Existing law does not provide a clear standard for an employer's responsibility to respond to No-Match Letters, and many employers have failed to respond at all. In an attempt to compel employers to resolve no-match issues, Immigration and Customs Enforcement (ICE) published a proposed regulation in June 2006 setting forth procedures for employers to follow upon receipt of a No-Match Letter. Public comments were accepted through August 14, 2006. A final rule has not yet been issued, and no proposed effective date has been announced. However, publication of the final rule is expected within the next three to six months.
Expanded Definition of "Constructive Knowledge
Under the Immigration and Nationality Act, employers may not "knowingly" hire or employ any individual who does not have authorization to work in the U.S. The term "knowing" is not limited to an employer's actual knowledge of an employee's lack of authorization to work. The government can charge an employer with having "constructive knowledge" of an employee's unauthorized status when the employee's Employment Eligibility Verification Form (I-9) is missing or improperly completed, simply because the employer failed to comply with regulations governing employment eligibility verification.
The proposed regulation, published in June 2006, expands the situations under which an employer will be found to have constructive knowledge.
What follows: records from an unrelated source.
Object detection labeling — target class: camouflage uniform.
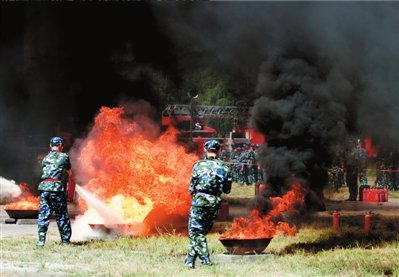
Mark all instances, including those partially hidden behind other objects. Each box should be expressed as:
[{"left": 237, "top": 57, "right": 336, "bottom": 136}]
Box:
[
  {"left": 358, "top": 146, "right": 368, "bottom": 187},
  {"left": 345, "top": 141, "right": 364, "bottom": 201},
  {"left": 185, "top": 140, "right": 232, "bottom": 268},
  {"left": 238, "top": 146, "right": 251, "bottom": 185},
  {"left": 248, "top": 145, "right": 258, "bottom": 184},
  {"left": 219, "top": 149, "right": 231, "bottom": 163},
  {"left": 329, "top": 155, "right": 345, "bottom": 192},
  {"left": 328, "top": 166, "right": 341, "bottom": 193},
  {"left": 37, "top": 137, "right": 72, "bottom": 246},
  {"left": 230, "top": 147, "right": 242, "bottom": 183}
]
Under the proposed regulation, if an employer receives a Social Security No-Match Letter and fails to take "reasonable steps" within a prescribed period of time, and the employee identified in the letter is found to lack work authorization, the employer will be deemed to have constructive knowledge of the employee's unauthorized status.
Safe Harbor Provision
The Safe Harbor provision describes "reasonable steps" that an employer can take upon receipt of a Social Security No-Match Letter to avoid a finding of constructive knowledge.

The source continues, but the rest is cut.